The constitutionality of Johnson City’s annexation of an area of Gray and another pending annexation is being questioned by residents of the affected areas in a suit filed Sunday.
Alan Woodruff, an attorney who is running against First District Congressman Phil Roe this November, filed suit in federal court in Greeneville against the city regarding the recent annexation of the Suncrest Drive area of Gray and the city’s pending annexation of the Bobby Hicks Highway/Airport Road area.
The core argument in the suit is the question of unconstitutional vagueness, Woodruff said.
In the suit Woodruff cites several statutes related to annexation in Tennessee. One statute says in part that the party challenging an annexation has the burden of proving that an “annexation ordinance is unreasonable for the overall well-being of the communities involved; or the health, safety, and welfare of the citizens and property owners of the municipality and territory will not be materially retarded in the absence of such annexation.”
Woodruff said the statute does not define the terms “reasonable,” “well-being,” “health,” “safety” and “welfare,” and therefore these terms are vague and ambiguous.
“There is a doctrine in law that a statute is unconstitutional if it’s too vague,” Woodruff said Monday morning.
Another statute cited in the suit states that the municipality “shall have the burden of proving that an annexation ordinance is reasonable for the overall well-being of the communities involved.”
Woodruff said the statutes regarding annexation are contradictory.
The third claim in the suit is that prior to 1998 plaintiffs were entitled to a jury trial. Now the responsibility of deciding a challenge to an annexation is left to a judge or chancellor.
“And we’re saying that when the government wants to do something we’re entitled to a jury trial,” Woodruff said.

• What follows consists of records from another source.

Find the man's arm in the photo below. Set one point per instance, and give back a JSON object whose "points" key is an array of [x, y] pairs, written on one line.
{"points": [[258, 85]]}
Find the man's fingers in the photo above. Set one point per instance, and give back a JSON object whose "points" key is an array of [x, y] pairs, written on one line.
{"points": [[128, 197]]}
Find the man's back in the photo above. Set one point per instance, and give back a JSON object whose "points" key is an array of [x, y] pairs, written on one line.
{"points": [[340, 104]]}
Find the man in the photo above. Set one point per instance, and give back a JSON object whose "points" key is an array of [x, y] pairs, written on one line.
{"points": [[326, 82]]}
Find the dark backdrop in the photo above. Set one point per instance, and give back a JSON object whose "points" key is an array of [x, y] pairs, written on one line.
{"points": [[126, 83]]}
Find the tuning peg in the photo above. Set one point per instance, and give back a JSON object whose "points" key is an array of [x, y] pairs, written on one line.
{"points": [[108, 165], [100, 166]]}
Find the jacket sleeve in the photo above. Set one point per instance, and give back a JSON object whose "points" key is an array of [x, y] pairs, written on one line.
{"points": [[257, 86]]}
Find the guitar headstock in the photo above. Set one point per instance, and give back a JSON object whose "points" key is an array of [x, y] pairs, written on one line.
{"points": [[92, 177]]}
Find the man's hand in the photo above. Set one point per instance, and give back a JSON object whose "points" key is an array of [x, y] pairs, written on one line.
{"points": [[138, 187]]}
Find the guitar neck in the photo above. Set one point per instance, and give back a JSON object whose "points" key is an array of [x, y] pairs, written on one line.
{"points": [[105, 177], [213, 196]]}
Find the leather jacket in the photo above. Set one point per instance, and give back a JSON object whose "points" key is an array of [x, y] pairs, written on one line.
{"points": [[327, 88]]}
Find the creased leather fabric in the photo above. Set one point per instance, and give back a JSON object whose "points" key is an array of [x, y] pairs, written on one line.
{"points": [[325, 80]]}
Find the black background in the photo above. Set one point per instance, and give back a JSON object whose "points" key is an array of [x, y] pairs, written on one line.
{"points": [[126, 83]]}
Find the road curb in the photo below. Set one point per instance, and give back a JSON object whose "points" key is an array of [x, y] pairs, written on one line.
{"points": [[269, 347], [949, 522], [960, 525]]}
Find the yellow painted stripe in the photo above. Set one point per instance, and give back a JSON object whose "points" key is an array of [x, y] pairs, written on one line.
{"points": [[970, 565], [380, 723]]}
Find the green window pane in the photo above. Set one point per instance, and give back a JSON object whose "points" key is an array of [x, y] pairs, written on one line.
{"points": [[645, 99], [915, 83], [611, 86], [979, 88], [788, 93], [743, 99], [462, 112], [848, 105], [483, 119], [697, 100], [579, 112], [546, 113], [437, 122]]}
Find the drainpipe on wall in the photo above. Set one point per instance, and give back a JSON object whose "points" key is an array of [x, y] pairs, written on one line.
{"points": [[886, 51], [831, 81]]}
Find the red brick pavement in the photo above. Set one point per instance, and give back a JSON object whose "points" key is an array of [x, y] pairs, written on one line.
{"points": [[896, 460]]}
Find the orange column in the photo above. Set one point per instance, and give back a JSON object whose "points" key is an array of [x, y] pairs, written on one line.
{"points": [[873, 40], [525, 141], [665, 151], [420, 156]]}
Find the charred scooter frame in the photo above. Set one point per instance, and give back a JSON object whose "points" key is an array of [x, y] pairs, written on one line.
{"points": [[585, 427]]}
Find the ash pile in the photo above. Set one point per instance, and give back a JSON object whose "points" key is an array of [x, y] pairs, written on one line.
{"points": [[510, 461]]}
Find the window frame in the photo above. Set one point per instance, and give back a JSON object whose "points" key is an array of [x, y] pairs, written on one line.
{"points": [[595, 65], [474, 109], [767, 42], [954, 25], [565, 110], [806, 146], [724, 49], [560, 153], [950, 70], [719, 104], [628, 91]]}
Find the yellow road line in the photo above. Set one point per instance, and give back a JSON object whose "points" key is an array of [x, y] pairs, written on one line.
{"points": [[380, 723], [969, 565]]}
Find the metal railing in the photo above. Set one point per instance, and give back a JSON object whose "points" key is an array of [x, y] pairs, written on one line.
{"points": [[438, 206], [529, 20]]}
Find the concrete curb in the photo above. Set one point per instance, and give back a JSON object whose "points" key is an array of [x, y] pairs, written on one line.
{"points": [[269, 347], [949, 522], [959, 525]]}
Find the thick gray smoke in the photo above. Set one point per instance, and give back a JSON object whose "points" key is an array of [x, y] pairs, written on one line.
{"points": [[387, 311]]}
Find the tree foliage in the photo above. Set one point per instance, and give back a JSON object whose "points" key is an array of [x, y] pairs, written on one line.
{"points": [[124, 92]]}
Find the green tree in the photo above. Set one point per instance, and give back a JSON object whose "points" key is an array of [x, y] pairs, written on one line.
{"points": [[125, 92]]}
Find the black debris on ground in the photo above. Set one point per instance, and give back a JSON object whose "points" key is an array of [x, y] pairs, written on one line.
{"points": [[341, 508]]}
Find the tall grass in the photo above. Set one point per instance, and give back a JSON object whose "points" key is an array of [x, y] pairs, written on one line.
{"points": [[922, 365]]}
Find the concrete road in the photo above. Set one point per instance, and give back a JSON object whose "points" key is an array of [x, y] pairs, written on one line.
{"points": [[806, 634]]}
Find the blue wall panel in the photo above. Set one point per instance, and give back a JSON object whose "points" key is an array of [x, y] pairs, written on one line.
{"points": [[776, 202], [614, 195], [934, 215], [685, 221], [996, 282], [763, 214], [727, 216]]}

Woodruff filed an emergency motion Monday for a temporary restraining order to keep the city from going any further with the pending annexation. This motion stated in part that, “The Tennessee statutes establishing the grounds for contesting an annexation, the precise procedures required for such a challenge and the burdens of proof in such a challenge are ambiguous and contradictory and Plaintiffs are unable to ascertain the proper procedures for challenging the annexation and grounds for contesting the annexation.”
Listed as plaintiffs in the suit are Eric Henley, David Feathers, Randall Jessee, Richard Wagner and Scott Drumwright. Woodruff said four of the men own property in the recent annexation area and one man owns property in the proposed annexation area.
City commissioners approved in early May the annexation of the Suncrest Drive area of Gray. This was done after much opposition from Gray residents. In the end, about 220 acres that were in the original annexation plan were removed.
The second phase of the annexation of parts of Gray includes parcels of land in Gray along the Bobby Hicks Highway from Interstate 26 north to the Washington County/Sullivan County line.
The first of three required readings on this new annexation ordinance was heard May 25. A second reading is scheduled for Thursday. The final reading and vote is expected July 19.
Woodruff said the suit is only focusing on the annexations of Gray, but there could be implications for annexations across the state.
“Now if we win and the statute is held to be unconstitutional, that raises interesting questions about whether anybody can challenge a prior annexation,” he said. “Whether you can undo an existing... annexation which was duly enacted even under an unconstitutional statute raises a whole new set of questions.”
The plaintiffs in the suit are seeking a declaration of the previous annexation of Gray null and void, a finding that the statutes regarding annexation to be unconstitutional, to prohibit the proceeding of the second phase of the Gray annexation and attorney’s costs and fees.
A city spokesperson said via email that the city has not received notice of the lawsuit and therefore could not comment.